With blazing growth like this, and given the liquidity crisis abroad, you might expect a significant slowdown. But experts say that's not in the cards.
Fevered competition among the small-to-medium banks that lend payroll-deductible personal loans and the expansion of all kinds of credit to poorer segments of the population are fanning the spread of consumer lending.
In the race for quantity, where's quality headed?
Fitch Ratings rang a warning bell two months ago to investors in ABS backed by payroll-deductible loans, pointing out the hazards in a business where origination is robust. The industry, which targets individuals who work for public entities or receive social security payments, pulled in R$1.1 billion in 2007 by securitizing deductible loans. That was a drop from R$1.7 billion in 2006, with M&A activity and a boom in IPOs eroding the need for funding via ABS.
But the loan machines are still keyed up. "Origination probably won't drop because [the banks] haven't used the resources from the IPOs in 2007," said Bernardo Costa, associate director at Fitch.
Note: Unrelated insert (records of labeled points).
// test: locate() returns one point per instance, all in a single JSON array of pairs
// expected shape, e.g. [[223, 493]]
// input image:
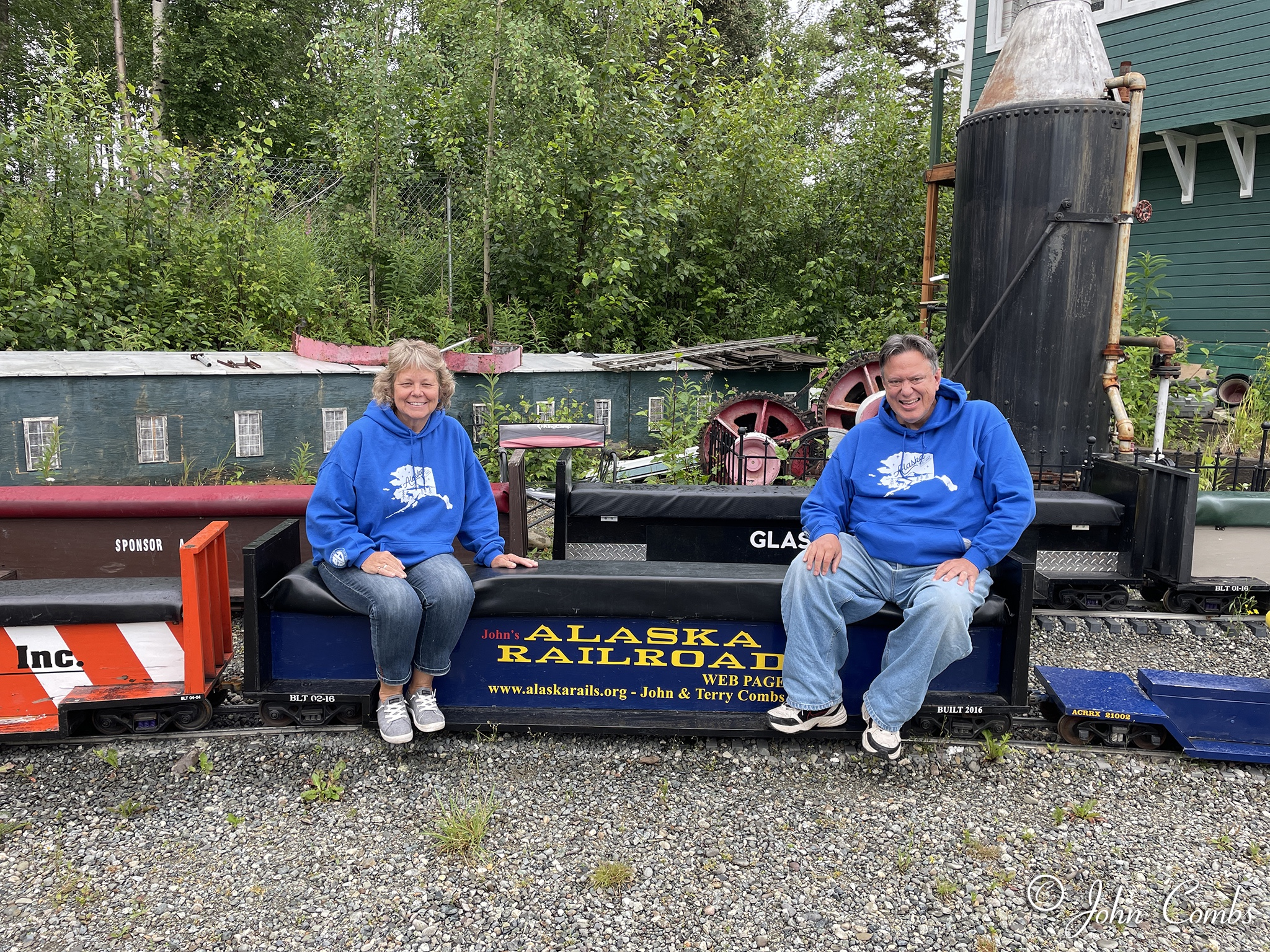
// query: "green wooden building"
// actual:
[[159, 418], [1208, 99]]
Heightened competition among lenders has encouraged questionable practices in origination and in refinancing assets in securitization deals, players said. When a qualified borrower seeks a payroll-deductible loan, a broker, known locally as a pastinha, will typically request a loan from more than one bank. Sometimes, more than one bank will disburse the loan, but only the first to get all the paperwork signed can actually deduct from the borrower's paycheck. The other ends up having either an unsecured loan with the borrower or is forced to renegotiate the terms in order for the total in deducted loans to stay within a pre-set cap, expressed as a percentage of a borrower's monthly income.
Pensioners being paid through the local social security system are limited to 20% of their income, but for those borrowing through other payment systems, it could be higher.
On the ABS front, the prepayment and refinancing of collateralized payroll-deductible loans could whittle down credit enhancement, Standard & Poor's said in a recent report. And it's not only falling interest rates and brisker competition among lenders that has led to prepayments. It also includes repurchases of "problematic loans," the agency added.
One of the main issues is that there simply isn't good data on renegotiated loans and prepayment rates, said Patricia Bentes, a managing partner at consultancy Hampton Solfise.
With originating banks treating these securitizations as virtual credit lines, repurchasing is part of their funding strategy - but what happens if they decide it's no longer worth it?
So far, while delinquencies have risen in ABS backed by payroll-deductible loans, enhancements are still strong enough to avoid S&P downgrades.
Overall, defaults in the consumer sector are still low. Luciano Araujo, another managing partner at Hampton Solfise, pointed out that 90-plus-day delinquencies for all personal loans were 5% in February, down from 6.5% in 2004. And this during a time when tenors doubled.
The aggregate overall consumer indebtedness in Brazil remains a fraction of the U.S. figure, but with scant data on individual borrowers, it's not known how this leverage is spread. This could spell trouble down the road.